Где-то вдали, разрывая серую завесу, пропел рог. Убрав ладонь ото лба, граф поднялся, повесил на плечо суму, куда положил все необходимые бумаги, а также ключи от всех дверей и кованых сундуков. Ненадолго, чувствуя потребность, он подошел к окну в железной оплетке. Перед ним был Брасо-Дэнто, едва подрагивающий под дождем редкими огнями. Все в этом городе казалось одновременно и родным, и чужим. Точно Филипп больше не хотел его видеть. Хотя не его ли трудами отстроилась добрая половина города?
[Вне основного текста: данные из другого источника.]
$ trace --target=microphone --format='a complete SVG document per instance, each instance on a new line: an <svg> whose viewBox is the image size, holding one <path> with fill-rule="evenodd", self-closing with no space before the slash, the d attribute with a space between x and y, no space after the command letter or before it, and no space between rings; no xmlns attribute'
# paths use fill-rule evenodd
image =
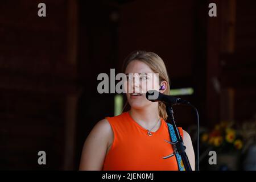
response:
<svg viewBox="0 0 256 182"><path fill-rule="evenodd" d="M181 100L180 98L175 97L163 94L155 90L150 90L146 93L146 98L151 102L161 101L171 105L175 104L187 104L190 105L190 102Z"/></svg>

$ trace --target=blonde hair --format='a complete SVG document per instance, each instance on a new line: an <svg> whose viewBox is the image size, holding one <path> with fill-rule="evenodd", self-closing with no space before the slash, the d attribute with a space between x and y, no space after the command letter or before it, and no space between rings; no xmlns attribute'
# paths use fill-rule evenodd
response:
<svg viewBox="0 0 256 182"><path fill-rule="evenodd" d="M158 73L159 76L159 84L161 81L166 81L167 86L163 94L170 94L169 77L164 62L156 53L152 52L144 51L135 51L130 53L125 59L123 64L123 72L125 72L128 64L134 60L139 60L147 65L155 73ZM166 113L166 106L161 102L158 102L158 112L160 117L166 120L167 114Z"/></svg>

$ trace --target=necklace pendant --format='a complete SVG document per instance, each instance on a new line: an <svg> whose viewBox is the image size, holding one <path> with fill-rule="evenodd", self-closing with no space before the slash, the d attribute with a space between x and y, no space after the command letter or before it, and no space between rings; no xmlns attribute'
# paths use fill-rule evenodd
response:
<svg viewBox="0 0 256 182"><path fill-rule="evenodd" d="M152 136L152 133L150 132L150 130L147 130L147 135L148 136Z"/></svg>

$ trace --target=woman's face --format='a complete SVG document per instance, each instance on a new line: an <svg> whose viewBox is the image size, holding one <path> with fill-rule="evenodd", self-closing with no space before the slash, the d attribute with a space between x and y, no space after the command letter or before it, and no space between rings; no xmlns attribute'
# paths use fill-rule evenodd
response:
<svg viewBox="0 0 256 182"><path fill-rule="evenodd" d="M146 98L147 91L159 90L160 87L158 75L154 74L147 64L139 60L132 61L127 65L125 73L126 75L125 89L131 107L142 109L148 105L157 104Z"/></svg>

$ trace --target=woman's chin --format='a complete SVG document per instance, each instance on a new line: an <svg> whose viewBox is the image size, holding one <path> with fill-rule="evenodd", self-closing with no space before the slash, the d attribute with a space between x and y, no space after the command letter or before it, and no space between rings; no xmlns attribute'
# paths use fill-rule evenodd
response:
<svg viewBox="0 0 256 182"><path fill-rule="evenodd" d="M146 106L146 104L144 103L142 103L142 102L131 102L131 103L129 103L131 107L135 109L142 109L145 108Z"/></svg>

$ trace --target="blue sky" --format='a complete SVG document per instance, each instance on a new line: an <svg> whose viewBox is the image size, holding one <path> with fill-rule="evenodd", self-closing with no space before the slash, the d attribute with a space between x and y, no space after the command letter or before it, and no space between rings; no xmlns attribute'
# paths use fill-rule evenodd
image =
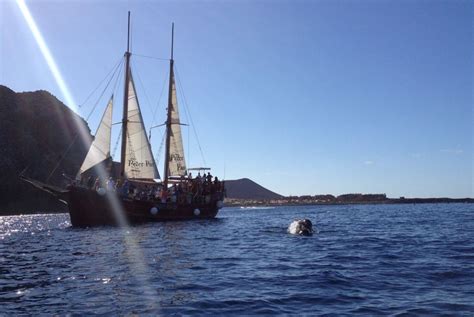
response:
<svg viewBox="0 0 474 317"><path fill-rule="evenodd" d="M168 58L175 22L179 79L219 176L284 195L474 197L470 1L26 3L76 104L123 56L128 10L132 54ZM0 1L0 30L0 84L66 102L13 0ZM145 120L158 104L161 123L168 64L132 58ZM188 165L204 164L192 128L183 134Z"/></svg>

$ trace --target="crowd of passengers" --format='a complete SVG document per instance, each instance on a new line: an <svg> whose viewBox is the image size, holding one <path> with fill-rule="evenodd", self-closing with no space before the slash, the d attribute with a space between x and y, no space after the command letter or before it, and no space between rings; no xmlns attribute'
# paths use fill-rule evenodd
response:
<svg viewBox="0 0 474 317"><path fill-rule="evenodd" d="M224 181L219 181L212 177L211 173L201 173L193 178L189 173L187 177L181 176L176 183L168 190L165 190L162 184L143 184L131 182L129 180L114 180L109 177L102 180L100 177L89 176L87 180L81 179L81 186L89 189L99 190L105 188L107 191L118 192L122 197L128 197L136 200L154 200L161 202L178 203L209 203L211 199L222 199L225 192Z"/></svg>

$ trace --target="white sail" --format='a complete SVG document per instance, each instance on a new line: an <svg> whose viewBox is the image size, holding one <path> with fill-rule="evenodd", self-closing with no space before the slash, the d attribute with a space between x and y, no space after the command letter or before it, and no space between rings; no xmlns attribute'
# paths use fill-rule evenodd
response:
<svg viewBox="0 0 474 317"><path fill-rule="evenodd" d="M102 116L94 141L87 152L86 158L79 169L78 175L110 157L110 136L112 128L112 105L114 96L110 98Z"/></svg>
<svg viewBox="0 0 474 317"><path fill-rule="evenodd" d="M128 81L127 140L125 142L125 177L160 178L151 146L146 136L135 84L130 71Z"/></svg>
<svg viewBox="0 0 474 317"><path fill-rule="evenodd" d="M169 152L169 175L186 175L186 161L184 159L183 139L181 137L181 123L179 121L178 98L174 72L171 72L171 131Z"/></svg>

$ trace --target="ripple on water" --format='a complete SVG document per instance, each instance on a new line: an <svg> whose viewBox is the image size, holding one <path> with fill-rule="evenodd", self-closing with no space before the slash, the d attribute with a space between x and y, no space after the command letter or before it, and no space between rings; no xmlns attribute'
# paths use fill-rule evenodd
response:
<svg viewBox="0 0 474 317"><path fill-rule="evenodd" d="M469 315L473 214L466 204L232 208L127 229L0 217L0 315ZM287 234L301 218L319 233Z"/></svg>

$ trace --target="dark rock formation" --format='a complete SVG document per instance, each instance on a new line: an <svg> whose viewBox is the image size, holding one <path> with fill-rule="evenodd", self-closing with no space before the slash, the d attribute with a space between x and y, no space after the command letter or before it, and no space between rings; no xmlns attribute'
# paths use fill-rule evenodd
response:
<svg viewBox="0 0 474 317"><path fill-rule="evenodd" d="M89 131L87 123L47 91L15 93L1 85L0 122L0 215L64 211L18 176L26 169L27 176L64 185L62 174L75 175L92 140L77 137L77 124Z"/></svg>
Да, Брасо-Дэнто был небольшим, места для расширения у него почти не было, но все здесь прошло через заботливые руки старого графа Тастемара. Именно он перенес стены далеко вперед, переделал рынок, выложил булыжниками всю мостовую, которая в давние времена знавала лишь грязь. Всякая улица была занесена в план, всякий дом обязан был быть чистым, ухоженным, а общественные здания говорили на сто голосов, вечно шумели – там вершилась жизнь города. Расположенные у западного подножия горы кобыльи конюшни на протяжении веков славились своими жеребятами. Как же поступит со всем этим новый хозяин, задумался Филипп. Сколь крепка окажется его рука, сколь выверена? Как воспримут все жители? Что-то ненадолго взбунтовалось внутри, но тут же умолкло, будучи придавленным тяжелой, изнуренной душой.

Проходя мимо запертых комнат, ныне пустых, старый граф на миг застыл. За окном продолжал стегать струями, точно плетками, дождь. Его жена Адерина. Их сын Теодд. Внуки Федерик и Теодор. Леонард. Йева. И Уильям. Филипп пережил их всех. Из-под одной двери пробивался слабый свет – видимо, раскрылась ставня. Графу вдруг захотелось зайти внутрь, и рука коснулась сумы, где лежали ключи. Однако он не решился. Конечно, присланные из Йефасы вампиры пообещали, что комнаты трогать не станут, якобы из почтения к бывшему хозяину замка. Но сказано это было таким тоном, что не оставалось сомнений: стоит хозяину замка смениться, как эти комнаты откроют в числе первых, чтобы продемонстрировать силу новой власти. Присланные вампиры, слуги Летэ фон де Форанцисса, уже уехали, но их присутствие все равно чувствовалось повсюду.